In the financial terms related to insurance and investment, ‘security’ refers to a documented financial instrument exemplified by ownership, as with stocks; creditor relationship, as various types of bonds; or rights to ownership such as derivatives. This term embodies a range of financial assets including:
Stocks: Represent shares in the ownership of a company.
Bonds: A fixed income instrument that represents a loan made by an investor to a borrower.
Derivatives: A financial instrument whose value is derived from the performance of underlying entities such as an asset, index, or interest rate.
Investors purchase securities with the aim to gain financial return in the form of dividends, income, or appreciation of capital. Securities are typically traded on markets but can be purchased privately or issued directly by companies.
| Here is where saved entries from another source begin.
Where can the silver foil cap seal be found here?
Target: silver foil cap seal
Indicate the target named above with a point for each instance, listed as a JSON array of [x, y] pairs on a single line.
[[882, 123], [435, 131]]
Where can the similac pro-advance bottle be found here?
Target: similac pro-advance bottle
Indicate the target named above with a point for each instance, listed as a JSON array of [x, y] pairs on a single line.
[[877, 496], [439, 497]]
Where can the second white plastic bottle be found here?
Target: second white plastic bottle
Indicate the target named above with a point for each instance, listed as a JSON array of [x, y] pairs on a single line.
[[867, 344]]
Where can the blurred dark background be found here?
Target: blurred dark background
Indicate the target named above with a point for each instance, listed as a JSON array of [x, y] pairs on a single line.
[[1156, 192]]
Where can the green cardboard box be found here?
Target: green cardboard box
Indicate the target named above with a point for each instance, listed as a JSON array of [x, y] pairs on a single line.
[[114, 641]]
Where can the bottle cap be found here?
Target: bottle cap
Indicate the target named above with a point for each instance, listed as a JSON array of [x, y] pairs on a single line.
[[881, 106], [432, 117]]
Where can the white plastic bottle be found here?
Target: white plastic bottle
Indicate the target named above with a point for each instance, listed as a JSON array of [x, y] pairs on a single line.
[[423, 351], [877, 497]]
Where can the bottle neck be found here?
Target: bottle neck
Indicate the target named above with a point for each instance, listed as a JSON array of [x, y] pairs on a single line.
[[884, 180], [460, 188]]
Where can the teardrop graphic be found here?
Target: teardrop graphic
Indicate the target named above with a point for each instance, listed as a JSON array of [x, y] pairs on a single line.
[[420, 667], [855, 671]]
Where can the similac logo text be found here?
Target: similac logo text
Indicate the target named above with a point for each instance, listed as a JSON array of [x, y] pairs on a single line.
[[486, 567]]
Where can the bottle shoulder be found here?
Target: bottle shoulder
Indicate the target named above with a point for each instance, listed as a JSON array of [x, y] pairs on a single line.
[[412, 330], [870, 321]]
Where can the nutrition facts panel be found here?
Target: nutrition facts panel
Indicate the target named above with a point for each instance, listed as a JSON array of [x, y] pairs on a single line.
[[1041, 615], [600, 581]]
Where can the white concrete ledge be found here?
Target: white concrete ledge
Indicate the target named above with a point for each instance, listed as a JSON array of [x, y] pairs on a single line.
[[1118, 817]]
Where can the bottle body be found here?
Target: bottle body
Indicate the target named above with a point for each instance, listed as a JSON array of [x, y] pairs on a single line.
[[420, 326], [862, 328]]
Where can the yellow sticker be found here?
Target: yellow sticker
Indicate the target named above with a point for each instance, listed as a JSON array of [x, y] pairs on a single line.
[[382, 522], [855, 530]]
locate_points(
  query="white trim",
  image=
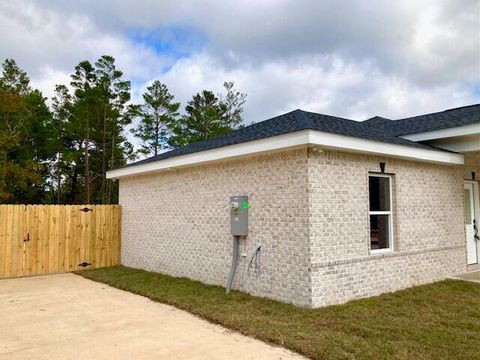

Government Regulations on Securities
The trading of securities is also governed by federal and state regulations to protect investors against misrepresentations and fraud. Key regulatory frameworks and guides include:
U.S. Securities Act of 1933: Framework handling initial offerings of securities to the public.
U.S. Securities Exchange Act of 1934: Establishes regulations for the secondary securities market.
To enhance understanding, more information about securities regulations and procedures can be found by visiting the Securities and Exchange Communication (SEC) at SEC.gov. Securities are vital financial tools for individuals and institutions looking to achieve investment objectives.